Automobilia2
The car: BMW 330i |
And driver: Eleanor |
I'm also thinking about driving because of an article in a recent edition of Wired. It's called "Let the Robot Drive: The Autonomous Car of the Future is Here." Well, it, and its promise of "no traffic jams" and "no crashes" isn't quite here.
On the way home from work today, a pedestrian darted out of the shadows and started across Jasper Avenue. I had time to react, but I wondered if a car radar or laser system with the brainpower of a computer system that could predict the movements of pedestrians would have given me more information than my own eyes and brain did.
142 St. |
It was an eerie scene.

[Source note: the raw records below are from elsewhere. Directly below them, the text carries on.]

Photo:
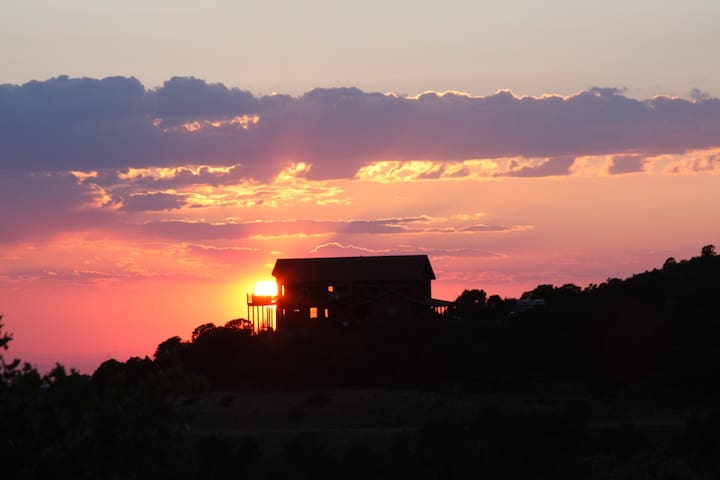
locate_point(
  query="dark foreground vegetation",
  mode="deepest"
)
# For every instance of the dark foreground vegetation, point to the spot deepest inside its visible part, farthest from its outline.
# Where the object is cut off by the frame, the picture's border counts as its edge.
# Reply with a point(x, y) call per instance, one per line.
point(654, 337)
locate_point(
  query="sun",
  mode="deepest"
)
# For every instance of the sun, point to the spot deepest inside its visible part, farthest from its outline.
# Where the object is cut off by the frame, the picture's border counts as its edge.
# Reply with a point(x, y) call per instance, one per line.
point(265, 289)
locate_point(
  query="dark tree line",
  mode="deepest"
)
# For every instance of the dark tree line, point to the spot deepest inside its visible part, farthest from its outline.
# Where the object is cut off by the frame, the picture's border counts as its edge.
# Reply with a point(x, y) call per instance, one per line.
point(656, 331)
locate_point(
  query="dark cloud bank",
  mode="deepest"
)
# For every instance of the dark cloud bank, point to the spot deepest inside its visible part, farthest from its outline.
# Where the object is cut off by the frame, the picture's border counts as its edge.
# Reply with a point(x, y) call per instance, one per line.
point(116, 123)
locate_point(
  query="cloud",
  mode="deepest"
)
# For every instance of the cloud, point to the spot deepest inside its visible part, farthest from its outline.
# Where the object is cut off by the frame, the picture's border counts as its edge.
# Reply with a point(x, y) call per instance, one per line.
point(116, 123)
point(334, 249)
point(143, 202)
point(627, 164)
point(550, 167)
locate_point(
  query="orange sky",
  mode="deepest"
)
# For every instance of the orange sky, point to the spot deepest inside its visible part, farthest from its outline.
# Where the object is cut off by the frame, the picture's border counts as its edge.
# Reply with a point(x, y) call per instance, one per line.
point(108, 257)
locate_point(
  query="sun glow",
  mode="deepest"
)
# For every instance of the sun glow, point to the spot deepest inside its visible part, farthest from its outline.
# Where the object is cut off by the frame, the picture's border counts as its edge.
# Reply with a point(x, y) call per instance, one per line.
point(265, 289)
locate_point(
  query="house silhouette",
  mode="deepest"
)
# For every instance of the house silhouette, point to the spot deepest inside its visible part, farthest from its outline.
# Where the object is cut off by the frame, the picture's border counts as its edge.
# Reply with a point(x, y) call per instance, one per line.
point(352, 290)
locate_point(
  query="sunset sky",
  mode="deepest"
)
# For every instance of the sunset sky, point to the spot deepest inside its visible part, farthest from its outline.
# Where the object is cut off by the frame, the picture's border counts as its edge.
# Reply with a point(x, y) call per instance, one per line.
point(157, 157)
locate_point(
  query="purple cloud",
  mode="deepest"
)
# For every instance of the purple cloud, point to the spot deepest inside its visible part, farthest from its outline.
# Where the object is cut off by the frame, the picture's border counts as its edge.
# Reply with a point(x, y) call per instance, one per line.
point(627, 164)
point(115, 123)
point(152, 202)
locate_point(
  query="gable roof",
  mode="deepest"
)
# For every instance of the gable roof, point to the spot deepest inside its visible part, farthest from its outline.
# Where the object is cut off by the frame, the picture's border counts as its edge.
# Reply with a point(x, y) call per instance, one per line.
point(343, 269)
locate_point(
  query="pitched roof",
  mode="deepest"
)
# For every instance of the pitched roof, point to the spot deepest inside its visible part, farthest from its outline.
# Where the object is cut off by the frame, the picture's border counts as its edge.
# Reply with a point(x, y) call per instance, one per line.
point(341, 269)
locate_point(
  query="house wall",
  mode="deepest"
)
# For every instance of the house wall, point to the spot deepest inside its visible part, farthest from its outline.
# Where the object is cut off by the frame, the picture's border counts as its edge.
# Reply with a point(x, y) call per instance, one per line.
point(336, 301)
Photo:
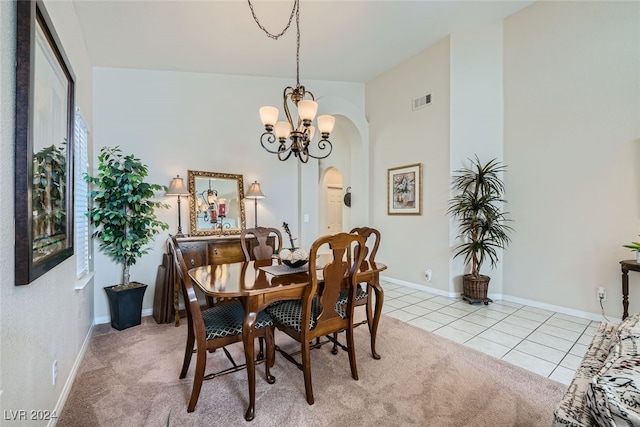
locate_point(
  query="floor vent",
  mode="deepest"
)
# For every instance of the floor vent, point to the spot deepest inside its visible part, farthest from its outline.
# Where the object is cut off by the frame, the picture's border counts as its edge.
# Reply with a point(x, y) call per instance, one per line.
point(421, 102)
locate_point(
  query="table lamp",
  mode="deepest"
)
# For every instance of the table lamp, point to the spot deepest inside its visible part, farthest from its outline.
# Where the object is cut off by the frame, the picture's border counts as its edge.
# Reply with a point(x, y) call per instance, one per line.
point(254, 192)
point(176, 188)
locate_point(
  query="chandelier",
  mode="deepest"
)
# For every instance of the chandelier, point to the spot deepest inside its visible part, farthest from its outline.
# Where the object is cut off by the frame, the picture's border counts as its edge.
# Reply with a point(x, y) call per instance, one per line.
point(282, 137)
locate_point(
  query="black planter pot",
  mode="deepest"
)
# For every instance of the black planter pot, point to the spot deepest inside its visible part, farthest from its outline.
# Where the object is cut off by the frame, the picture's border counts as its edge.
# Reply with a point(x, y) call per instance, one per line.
point(125, 306)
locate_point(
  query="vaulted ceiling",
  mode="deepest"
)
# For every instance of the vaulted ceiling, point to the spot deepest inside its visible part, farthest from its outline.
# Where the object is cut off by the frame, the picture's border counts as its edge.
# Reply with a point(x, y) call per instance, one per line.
point(340, 40)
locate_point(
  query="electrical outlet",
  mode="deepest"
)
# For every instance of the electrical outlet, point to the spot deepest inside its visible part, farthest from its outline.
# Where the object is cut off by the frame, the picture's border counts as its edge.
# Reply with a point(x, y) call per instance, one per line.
point(602, 294)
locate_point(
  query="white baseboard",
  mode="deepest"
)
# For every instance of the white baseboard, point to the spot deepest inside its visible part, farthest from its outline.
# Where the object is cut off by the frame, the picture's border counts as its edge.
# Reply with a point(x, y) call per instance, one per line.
point(71, 378)
point(107, 319)
point(551, 307)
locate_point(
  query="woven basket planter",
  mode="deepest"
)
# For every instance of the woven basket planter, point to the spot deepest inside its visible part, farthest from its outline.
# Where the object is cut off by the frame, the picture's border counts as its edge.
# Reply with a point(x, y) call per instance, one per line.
point(475, 290)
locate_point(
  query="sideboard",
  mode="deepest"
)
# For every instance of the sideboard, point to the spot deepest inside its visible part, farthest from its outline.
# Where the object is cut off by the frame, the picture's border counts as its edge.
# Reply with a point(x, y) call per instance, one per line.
point(198, 251)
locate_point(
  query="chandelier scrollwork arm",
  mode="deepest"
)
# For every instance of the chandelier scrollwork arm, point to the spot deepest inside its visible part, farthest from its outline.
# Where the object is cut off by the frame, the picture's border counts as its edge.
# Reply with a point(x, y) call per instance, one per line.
point(295, 136)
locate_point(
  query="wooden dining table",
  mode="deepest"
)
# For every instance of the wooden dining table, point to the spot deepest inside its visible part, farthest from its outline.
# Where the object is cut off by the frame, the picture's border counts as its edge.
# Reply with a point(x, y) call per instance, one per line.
point(260, 283)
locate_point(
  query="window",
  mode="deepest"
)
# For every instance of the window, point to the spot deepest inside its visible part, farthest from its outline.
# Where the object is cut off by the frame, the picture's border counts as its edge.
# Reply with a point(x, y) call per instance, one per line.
point(81, 190)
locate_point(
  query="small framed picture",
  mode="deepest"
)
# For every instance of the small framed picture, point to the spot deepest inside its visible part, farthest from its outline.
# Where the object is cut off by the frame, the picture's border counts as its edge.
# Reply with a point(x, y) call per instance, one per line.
point(404, 190)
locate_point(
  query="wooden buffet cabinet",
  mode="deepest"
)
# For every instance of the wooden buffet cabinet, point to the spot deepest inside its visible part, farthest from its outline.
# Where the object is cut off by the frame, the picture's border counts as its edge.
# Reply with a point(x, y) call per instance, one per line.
point(198, 251)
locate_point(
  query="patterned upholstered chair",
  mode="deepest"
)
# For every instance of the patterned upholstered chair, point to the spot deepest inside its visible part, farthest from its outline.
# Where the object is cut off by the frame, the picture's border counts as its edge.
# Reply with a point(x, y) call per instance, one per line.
point(214, 328)
point(318, 314)
point(363, 294)
point(263, 250)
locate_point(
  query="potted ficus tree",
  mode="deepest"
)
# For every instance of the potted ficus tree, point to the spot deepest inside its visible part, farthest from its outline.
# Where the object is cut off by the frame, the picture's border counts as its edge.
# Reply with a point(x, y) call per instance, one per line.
point(478, 208)
point(125, 223)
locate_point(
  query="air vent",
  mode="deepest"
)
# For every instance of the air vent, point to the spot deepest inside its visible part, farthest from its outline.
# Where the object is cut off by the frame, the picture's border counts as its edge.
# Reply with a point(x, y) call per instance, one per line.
point(421, 102)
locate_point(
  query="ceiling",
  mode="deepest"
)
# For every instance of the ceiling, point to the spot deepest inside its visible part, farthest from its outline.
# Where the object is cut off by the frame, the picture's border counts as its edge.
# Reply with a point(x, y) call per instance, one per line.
point(344, 40)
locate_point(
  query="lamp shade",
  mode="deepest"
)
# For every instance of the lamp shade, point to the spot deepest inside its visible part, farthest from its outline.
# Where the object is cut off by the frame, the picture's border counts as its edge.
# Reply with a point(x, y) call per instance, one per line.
point(254, 192)
point(177, 188)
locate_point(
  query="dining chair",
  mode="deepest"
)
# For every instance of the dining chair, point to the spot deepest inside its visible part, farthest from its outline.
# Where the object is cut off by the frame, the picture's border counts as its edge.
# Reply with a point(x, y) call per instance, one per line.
point(213, 328)
point(363, 295)
point(318, 313)
point(263, 250)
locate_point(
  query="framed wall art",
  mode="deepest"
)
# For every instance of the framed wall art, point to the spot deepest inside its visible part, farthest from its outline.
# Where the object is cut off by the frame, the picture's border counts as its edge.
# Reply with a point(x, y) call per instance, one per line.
point(43, 146)
point(404, 190)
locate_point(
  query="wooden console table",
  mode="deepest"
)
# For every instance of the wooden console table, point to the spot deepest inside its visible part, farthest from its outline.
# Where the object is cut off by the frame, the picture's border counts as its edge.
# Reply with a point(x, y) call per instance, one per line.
point(627, 265)
point(205, 250)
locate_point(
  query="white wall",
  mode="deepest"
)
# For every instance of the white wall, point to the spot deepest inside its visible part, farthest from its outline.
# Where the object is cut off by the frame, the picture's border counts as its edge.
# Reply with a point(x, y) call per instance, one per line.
point(572, 141)
point(48, 319)
point(476, 121)
point(398, 137)
point(189, 121)
point(570, 89)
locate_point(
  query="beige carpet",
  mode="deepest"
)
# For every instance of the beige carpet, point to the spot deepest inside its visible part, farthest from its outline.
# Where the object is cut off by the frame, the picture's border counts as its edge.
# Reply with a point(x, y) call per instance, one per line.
point(130, 378)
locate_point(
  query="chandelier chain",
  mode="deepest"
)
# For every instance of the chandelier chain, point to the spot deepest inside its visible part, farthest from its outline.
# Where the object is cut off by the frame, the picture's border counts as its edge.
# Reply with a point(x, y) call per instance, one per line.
point(295, 11)
point(274, 36)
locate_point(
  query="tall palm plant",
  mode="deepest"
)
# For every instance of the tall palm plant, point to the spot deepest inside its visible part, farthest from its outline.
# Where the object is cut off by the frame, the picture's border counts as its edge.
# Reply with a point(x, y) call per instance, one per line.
point(478, 208)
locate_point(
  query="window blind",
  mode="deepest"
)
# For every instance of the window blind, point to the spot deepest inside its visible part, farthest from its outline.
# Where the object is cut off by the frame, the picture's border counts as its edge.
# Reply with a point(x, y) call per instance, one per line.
point(81, 196)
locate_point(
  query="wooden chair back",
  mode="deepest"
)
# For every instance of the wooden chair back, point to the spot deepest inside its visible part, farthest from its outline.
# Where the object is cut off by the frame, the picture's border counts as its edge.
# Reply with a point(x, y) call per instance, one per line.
point(262, 250)
point(335, 276)
point(372, 242)
point(195, 321)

The asphalt is not where a person should lay motionless
And, then, at the 91 Ave. turnoff, another collision. Another stoppage of plans. More traffic that wasn't moving. More proof that while cars have become safer, the people driving them haven't. More proof that while cars have become more powerful, those driving them haven't exactly become more knowledgeable.
Traffic stopped |
The Wired article makes you think if, somehow, the driving paradigm could change. What if driving stopped being a narrative that belongs to those who value freedom and mobility, and started to be a problem to be solved by hackers? Or, maybe, that is exactly what is happening in our society, on a lot of fronts, as the logic of computers suggests itself? forces itself? into other spheres?
As drivers, who are we?
We have had to deal with this question lately as society has debated the distracted driving laws.
As drivers, who are we? We strap ourselves and lock ourselves into the machinery of the automobile. Are we not, in some way, machine? And if we are, how are we to be regulated? And what is the price to the human who unbelts after the drive?